I recently sat down with David Eads, who recently wrote a fascinating deep dive about how he used Gatsby for ProPublica’s Ticket Trap data visualization. David and I talked about what he’s used Gatsby for and why.
Sam: You’ve used Gatsby extensively to create a number of data visualization projects that are really interesting from both a technical and a journalistic perspective. Could you talk a little about what you’ve built with Gatsby and what you’re most proud of.
David: Everything I’ve made since 2018 has been in Gatsby. https://projects.propublica.org/graphics/il/stuck-kids/ is one example, https://projects.propublica.org/chicago-tickets/ is another. I’ve also done embedded graphics with Gatsby, like the one seen here https://features.propublica.org/the-bad-bet/how-illinois-bet-on-video-gambling-and-lost/
We’ve used it to simply embed responsive content in stories but also to build full-blown news applications.
Sam: Can you talk a bit about the benefit of using Gatsby specifically in a news organization?
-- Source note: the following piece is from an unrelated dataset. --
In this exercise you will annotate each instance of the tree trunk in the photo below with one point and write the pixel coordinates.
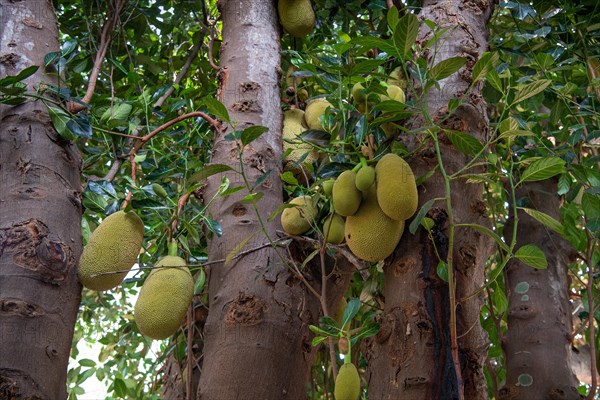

David: The benefits that I’ve found are:
the general maintainability of static apps (which can be built with all kinds of tools and are critical to sustainable newsroom infrastructure),
the consolidated query system, which is very important for journalistic work where data can come from many sources such as Google Sheets used to keep track of small bits of text or translations, massive databases, CSV files, and practically anything else you can think of, and
the speed of the built sites. Getting content onto people’s screens is of utmost importance in journalism, and Gatsby does a good job with that.
The dependence on React has been a barrier to wider adoption within ProPublica — rightfully, not everyone wants to be tied to React. But ProPublica Illinois has seen a lot of benefit from it.
Sam: What visualization tools have you found helpful or useful? The graphics you’ve made are interactive and really just gorgeous.
David: For The Ticket Trap, nothing! Most of the visualization is simple HTML and responsive images that are pre-generated and then processed by Gatsby’s very slick image processing system. For the Bad Bet, I relied extensively on Mapbox and Deck.gl. For other charting projects, I’ve used Recharts, a nice React-D3 system.
After reading a blog post by Tom MacWright, I realized that a lot of the stuff I was doing with heavy D3 code could be accomplished more directly using React; that technique shows up in Stuck Kids.
Mixing D3 and React. Use JSX instead of the D3 selection API and keep everything else.
This is pure HTML and CSS — no extra libraries.
Sam: Could you dive deeper into the challenges of maintainability in a newsroom environment?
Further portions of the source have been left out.